Le Journal de Quebec

Des bottes dans le bain

- richard Martineau richard.martineau@quebecorme­dia.com

Plus on vieillit, plus le passé nous hante.

Plus on s’éloigne de l’enfance, plus l’enfance remonte.

C’est bizarre, mais c’est vrai.

Tenez, moi, ces temps-ci, ce sont des images des Noëls de mon enfance qui défilent dans ma tête.

Des images hachurées, aux couleurs délavées, comme un vieux film super 8, peuplées de fantômes qui ne sont plus de ce monde.

UNE MONTAGNE DE MANTEAUX

Premièreme­nt, des bottes dans le bain.

Des dizaines de bottes brunes, en caoutchouc, avec une attache sur le côté. Et des claques.

Une montagne de manteaux de fourrure sur le lit, dans lesquels on allait se blottir vers minuit.

La table de la cuisine remplie de bouffe. Des oeufs mayonnaise, des pets de soeur, des petits pains fourrés, des carrés Rice Krispies, des petits oignons (qu’on ne mangeait jamais), des gâteaux aux fruits.

Des petites bouteilles de bière brune, qu’on vidait avec les cousins quand les parents regardaien­t ailleurs.

La tante sexy avec qui on dansait un slow et qui nous passait la main dans les cheveux en riant.

Les 45-tours avec l’adaptateur en plastique jaune à l’intérieur du trou. «Agadou dou dou pousse l’ananas et mouds l’café, Señor Météo toi nous dire s’il fait beau, Le mur derrière la grange a pas besoin d’être peinturé c’t’année…»

Les matantes qui dansaient sur In the Navy de Village People sans savoir que c’était un hymne à l’homosexual­ité.

Les cendriers en verre soufflé remplis à ras bord. Car, à l’époque, les fumeurs n’allaient pas se geler les couilles sur le balcon et les soulons n’étaient pas encore alcoolique­s.

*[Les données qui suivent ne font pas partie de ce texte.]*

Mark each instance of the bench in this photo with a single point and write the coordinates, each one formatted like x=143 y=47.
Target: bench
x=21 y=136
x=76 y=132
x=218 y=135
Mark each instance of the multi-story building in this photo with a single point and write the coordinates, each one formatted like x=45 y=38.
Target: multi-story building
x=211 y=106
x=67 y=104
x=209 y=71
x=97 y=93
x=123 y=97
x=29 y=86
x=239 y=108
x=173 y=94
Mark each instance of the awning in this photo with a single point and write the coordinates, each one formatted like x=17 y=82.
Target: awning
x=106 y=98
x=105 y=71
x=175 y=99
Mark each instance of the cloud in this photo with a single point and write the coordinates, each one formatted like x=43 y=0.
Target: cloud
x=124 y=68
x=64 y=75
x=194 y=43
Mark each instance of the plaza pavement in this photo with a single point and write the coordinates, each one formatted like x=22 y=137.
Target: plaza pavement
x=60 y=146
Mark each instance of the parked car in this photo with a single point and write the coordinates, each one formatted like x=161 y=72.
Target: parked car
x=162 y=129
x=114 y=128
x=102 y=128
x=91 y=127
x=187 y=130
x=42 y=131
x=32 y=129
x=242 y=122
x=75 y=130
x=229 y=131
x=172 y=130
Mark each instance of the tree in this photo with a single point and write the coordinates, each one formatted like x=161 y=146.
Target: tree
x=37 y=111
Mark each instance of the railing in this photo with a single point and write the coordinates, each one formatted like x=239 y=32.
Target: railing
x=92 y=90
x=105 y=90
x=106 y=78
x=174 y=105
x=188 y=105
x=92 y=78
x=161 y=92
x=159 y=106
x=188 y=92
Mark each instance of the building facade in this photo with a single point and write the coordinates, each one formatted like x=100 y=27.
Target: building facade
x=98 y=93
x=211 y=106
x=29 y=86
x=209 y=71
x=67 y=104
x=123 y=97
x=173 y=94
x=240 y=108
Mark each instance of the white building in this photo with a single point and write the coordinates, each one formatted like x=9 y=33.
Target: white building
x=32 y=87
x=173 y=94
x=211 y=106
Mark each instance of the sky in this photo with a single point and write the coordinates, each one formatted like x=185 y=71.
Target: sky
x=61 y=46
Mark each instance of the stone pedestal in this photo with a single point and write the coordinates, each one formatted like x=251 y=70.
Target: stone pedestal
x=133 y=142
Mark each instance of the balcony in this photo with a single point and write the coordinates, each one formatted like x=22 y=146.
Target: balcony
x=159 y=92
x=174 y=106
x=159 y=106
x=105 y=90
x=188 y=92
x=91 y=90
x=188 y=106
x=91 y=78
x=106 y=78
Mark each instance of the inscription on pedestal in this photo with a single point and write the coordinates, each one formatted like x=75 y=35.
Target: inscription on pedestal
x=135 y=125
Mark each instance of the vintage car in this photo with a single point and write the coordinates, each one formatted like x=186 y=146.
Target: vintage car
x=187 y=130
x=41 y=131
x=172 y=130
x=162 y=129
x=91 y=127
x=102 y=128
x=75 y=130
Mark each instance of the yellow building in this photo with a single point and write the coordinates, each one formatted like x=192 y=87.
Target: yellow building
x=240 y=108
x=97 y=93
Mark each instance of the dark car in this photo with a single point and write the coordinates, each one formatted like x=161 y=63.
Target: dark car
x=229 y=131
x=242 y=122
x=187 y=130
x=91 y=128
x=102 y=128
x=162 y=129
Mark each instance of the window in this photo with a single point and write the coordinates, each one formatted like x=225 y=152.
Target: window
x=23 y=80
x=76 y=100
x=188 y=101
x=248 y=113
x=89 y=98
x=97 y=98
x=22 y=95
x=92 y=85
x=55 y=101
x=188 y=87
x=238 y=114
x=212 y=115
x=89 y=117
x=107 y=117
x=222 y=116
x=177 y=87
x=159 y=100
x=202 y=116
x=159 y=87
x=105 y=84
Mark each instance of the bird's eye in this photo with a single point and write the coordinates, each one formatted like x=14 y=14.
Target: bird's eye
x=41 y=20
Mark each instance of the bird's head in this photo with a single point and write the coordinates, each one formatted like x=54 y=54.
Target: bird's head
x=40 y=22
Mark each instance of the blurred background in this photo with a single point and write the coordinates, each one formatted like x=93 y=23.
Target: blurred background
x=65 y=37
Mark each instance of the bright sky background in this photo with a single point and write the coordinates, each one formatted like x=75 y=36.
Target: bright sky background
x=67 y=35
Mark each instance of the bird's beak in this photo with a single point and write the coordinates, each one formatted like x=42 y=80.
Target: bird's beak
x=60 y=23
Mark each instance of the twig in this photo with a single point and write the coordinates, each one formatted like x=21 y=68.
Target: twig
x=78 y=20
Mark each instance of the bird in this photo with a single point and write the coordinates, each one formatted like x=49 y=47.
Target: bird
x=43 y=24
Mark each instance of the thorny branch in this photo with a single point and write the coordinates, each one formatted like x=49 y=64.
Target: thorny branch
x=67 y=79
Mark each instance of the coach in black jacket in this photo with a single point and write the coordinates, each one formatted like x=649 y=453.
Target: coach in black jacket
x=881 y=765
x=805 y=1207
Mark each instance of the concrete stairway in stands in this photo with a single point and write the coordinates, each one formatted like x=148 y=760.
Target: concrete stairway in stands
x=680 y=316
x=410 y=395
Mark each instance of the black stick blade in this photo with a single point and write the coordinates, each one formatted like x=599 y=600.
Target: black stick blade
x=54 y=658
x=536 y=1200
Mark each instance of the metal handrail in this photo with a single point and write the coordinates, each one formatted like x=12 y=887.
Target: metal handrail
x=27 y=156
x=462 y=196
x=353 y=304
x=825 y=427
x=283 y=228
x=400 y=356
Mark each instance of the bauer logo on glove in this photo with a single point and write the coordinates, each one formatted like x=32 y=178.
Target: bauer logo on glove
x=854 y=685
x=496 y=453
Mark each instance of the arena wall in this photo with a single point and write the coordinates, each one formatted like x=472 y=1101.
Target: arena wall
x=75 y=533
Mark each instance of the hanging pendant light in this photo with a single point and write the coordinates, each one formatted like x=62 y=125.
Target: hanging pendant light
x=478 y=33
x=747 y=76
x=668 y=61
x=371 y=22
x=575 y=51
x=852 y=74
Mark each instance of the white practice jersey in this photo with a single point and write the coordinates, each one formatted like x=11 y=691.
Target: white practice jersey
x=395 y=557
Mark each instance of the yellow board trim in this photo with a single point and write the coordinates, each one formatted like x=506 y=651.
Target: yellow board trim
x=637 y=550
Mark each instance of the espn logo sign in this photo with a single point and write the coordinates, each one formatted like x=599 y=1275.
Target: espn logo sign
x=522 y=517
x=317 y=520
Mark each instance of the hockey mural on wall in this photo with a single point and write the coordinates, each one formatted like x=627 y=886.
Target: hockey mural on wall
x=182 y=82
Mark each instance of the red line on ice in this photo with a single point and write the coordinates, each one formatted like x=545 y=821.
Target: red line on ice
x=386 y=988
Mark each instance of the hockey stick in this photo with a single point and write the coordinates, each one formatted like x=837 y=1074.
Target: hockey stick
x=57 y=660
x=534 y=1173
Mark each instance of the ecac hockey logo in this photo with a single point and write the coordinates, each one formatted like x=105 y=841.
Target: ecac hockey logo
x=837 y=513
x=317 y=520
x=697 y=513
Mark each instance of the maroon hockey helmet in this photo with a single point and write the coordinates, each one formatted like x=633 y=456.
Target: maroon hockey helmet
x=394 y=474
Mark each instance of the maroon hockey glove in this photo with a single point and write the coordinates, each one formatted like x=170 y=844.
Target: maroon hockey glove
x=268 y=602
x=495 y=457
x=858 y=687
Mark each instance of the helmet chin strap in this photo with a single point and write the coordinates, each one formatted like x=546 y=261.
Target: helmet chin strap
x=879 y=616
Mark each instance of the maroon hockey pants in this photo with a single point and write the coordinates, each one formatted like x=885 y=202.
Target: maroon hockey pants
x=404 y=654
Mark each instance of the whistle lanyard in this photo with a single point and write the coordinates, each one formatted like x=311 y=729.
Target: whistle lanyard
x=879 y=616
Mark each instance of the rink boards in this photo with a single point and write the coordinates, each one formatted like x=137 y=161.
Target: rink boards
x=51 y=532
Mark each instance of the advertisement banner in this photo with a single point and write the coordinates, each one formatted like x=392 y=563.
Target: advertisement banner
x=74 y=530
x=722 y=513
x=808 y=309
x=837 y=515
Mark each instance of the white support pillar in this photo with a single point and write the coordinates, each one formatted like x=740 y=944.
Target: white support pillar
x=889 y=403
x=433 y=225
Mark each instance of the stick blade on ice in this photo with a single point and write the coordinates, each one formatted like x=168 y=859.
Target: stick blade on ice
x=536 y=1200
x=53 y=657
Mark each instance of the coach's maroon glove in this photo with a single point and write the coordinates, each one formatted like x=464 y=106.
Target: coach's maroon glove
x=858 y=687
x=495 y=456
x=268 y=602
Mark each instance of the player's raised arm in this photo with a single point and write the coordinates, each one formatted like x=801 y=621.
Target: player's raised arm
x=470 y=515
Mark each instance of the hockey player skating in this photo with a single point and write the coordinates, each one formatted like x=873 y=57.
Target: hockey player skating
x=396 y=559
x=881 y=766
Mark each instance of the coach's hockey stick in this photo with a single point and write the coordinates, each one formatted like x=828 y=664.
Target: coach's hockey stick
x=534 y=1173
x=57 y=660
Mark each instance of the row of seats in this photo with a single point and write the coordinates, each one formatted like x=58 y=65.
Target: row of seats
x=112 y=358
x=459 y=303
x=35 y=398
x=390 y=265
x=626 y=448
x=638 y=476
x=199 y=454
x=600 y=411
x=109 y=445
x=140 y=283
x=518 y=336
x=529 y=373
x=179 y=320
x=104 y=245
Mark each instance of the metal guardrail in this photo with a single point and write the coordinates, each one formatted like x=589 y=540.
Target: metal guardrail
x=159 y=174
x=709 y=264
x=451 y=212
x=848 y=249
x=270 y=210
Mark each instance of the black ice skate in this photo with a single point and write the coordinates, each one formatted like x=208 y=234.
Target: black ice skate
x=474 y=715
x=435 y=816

Je m’ennuie des Noëls de mon enfance.

BRUN ET ORANGE

La cousine qui avait des gros seins pour son âge.

Ma mère qui portait un postiche, mon père qui avait une chemise brune avec un col super large, des vêtements en polyester, en tweed, en velours côtelé, ça sentait l’aqua Velva, Brunante de Michel Robichaud, Brut 33, Opium d’yves Saint Laurent.

Le sous-sol en préfini, le tapis orange, les chaises rangées contre les murs, le mobilier mid-century modern, le buffet en teck avec les portes à glissière (c’était avant IKEA, quand les meubles étaient livrés déjà assemblés).

Mon local avec du papier d’aluminium sur les murs, des posters psychédéli­ques et un néon black light (sans oublier un Penthouse que j’avais piqué dans un dépanneur et que je cachais dans la pochette d’un album double de Yes).

Les parties de Ker Plunk, de Mouse Trap et de Mastermind, View-master, Spirograph, Etch-a-sketch, le four Easy-bake de ma soeur.

Ma piste de course en 8 avec les chars qui débarquaie­nt tout le temps dans les virages, mes Hot Wheels, Bing Bang rentre dedans, l’affiche de Farrah Fawcett.

Mon père à quatre pattes qui dévissait le dessous de mes jeux pour insérer des batteries.

FELIZ NAVIDAD

Et, surtout, du monde, du monde partout, des cousins, des tantes, des oncles, des nièces, des neveux.

René, Gérard, Jean-claude, Yvon, Carmen, Monique, Sylvain… Aujourd’hui, on a des minifamill­es. On fête Noël dans le Sud. On fait attention à notre poids, un tel est végé, l’autre est allergique au gluten…

Il n’y a pas de table pour les enfants, les jeunes pitonnent sur leur écran.

Il n’y a plus de bottes dans le bain ni de manteaux sur le lit.